Discussion in 'Alcohol' started by joe p, Nov 6, 2018.

  1. joe p

    joe p Member

    @Dominica - I received the treatment in July of this year so about 3.5 months ago. It's still a fairly common occurrence. The procedure itself it not painful as the patient is anesthetized / knocked out but it does cause big headaches/migraines in some folks.

    I have read several of your blog posts and found some good inspiration there - thank you. I'll have to read up on neuroplasticity.

    @True concern - thank you for the encouragement and feedback on your own medical experiences. I believe the suicidal thoughts I've had have either been a product of my medications or intensified by my medications. Since I've been on psychiatric medications I've had all sorts of new mental issues come up. I only recently started reading and learning and not blindly trusting the "doctors" - mostly because my treatment plan is just not working well. I'm sad to admit that for too long I just ignorantly listened and accepted what I was offered without being informed.

    The lunesta works most times but sometimes it doesn't. It just depends on if I've had a rough day. Of the stuff I take, I think the ritalin will be the "easiest" to drop so I'm going to talk to the doc about doing it responsibly / supervised.

    @deanokat - Your son made a good decision. I made my decision out of desperation and blindly (only taking the advice of my psychiatric providers). They said they were "worried" about me. Granted, they're just offering the best they think they have. Also, many of my PTSD issues affect my judgement so therefore the bad decision to take ECT. The irony is that now my decision making ability is even more compromised. I encourage anyone thinking about it to do the research and if they're not capable then ask a loved one or friend. Either way, anyone considering this treatment should make a fully informed decision.

    As a side note, my wife drove me to 2 treatments and then someone else had to. She couldn't take seeing me in the state that I was in after coming out of it. A person who has just received ECT is unspeakably pitiful - especially someone viewed a strong leader/husband/dad.

    For any who are interested, here's where I found some good info on ECT. http://www.ectresources.org/

    I appreciate all the encouragement. I will not drink today.
    True concern, Dominica and deanokat like this.
  2. deanokat

    deanokat DrugAbuse.com Community Organizer Community Listener

    One day at a time, @joe p.
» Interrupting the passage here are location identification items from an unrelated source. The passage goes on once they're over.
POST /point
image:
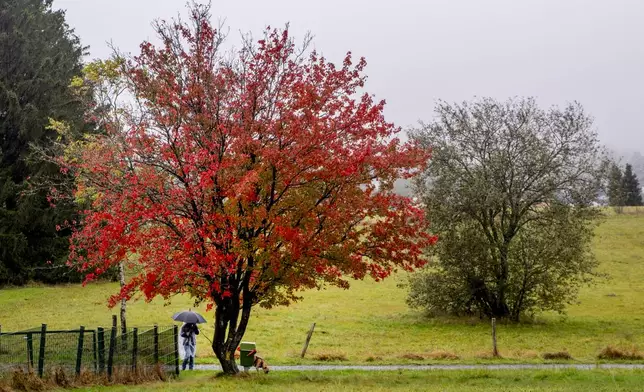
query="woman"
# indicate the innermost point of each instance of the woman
(189, 334)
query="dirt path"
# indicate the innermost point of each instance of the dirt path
(444, 367)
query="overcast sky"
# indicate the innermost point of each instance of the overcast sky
(420, 51)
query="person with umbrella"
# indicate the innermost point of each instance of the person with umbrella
(189, 332)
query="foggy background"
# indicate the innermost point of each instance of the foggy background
(421, 51)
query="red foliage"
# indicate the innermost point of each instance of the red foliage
(253, 175)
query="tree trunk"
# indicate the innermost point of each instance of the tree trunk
(123, 302)
(501, 309)
(229, 330)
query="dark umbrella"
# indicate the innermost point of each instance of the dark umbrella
(188, 316)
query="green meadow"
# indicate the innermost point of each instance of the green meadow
(370, 322)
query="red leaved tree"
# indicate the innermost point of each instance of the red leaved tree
(245, 176)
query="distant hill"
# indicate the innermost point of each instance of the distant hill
(635, 158)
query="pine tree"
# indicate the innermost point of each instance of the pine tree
(631, 188)
(615, 187)
(39, 56)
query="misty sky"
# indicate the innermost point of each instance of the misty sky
(420, 51)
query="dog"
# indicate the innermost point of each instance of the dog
(260, 363)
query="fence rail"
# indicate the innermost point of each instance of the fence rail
(97, 350)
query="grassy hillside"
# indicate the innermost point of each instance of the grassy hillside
(457, 381)
(371, 323)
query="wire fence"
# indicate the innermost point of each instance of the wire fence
(100, 350)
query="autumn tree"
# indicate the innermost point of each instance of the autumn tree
(509, 192)
(245, 176)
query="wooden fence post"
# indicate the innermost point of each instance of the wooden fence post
(101, 350)
(41, 356)
(30, 351)
(156, 344)
(135, 348)
(79, 351)
(175, 333)
(94, 351)
(110, 356)
(308, 339)
(495, 350)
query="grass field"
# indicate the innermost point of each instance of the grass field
(371, 322)
(496, 381)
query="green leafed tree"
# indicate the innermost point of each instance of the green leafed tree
(631, 187)
(39, 57)
(509, 191)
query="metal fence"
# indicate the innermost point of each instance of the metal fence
(99, 350)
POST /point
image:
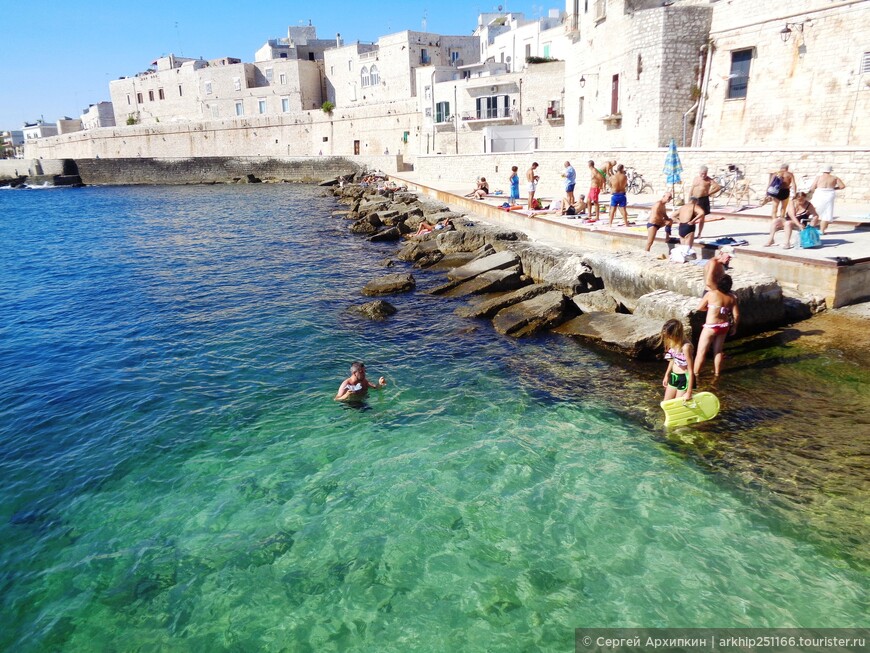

Or even one hour or minute at a time. Whatever keeps you on the right path.
    True concern and joe p like this.
  3. Dominica

    Dominica Author, Writer, Recovery Advocate Community Listener

    @joe p thanks for clarifying that... bless your heart!!!!

    yes, for today you are NOT picking up, no matter what!! just think how good it'll be to lay your head down tonight sober.... another day sober! woohoo!
    True concern, joe p and deanokat like this.
  4. joe p

    joe p Member

    Bad day today. Depression. Wish I could drink. On days like these, the only thing I look forward to is when my struggle in this life will be finished.

    I'm safe/not a danger to self and not drinking.
  5. Dominica

    Dominica Author, Writer, Recovery Advocate Community Listener

    @joe p hey there. i'm sorry you're struggling. depression is something, for sure. anything trigger this feeling? or just something that comes at times? i do understand b/c i struggle with depression too at times. not fun.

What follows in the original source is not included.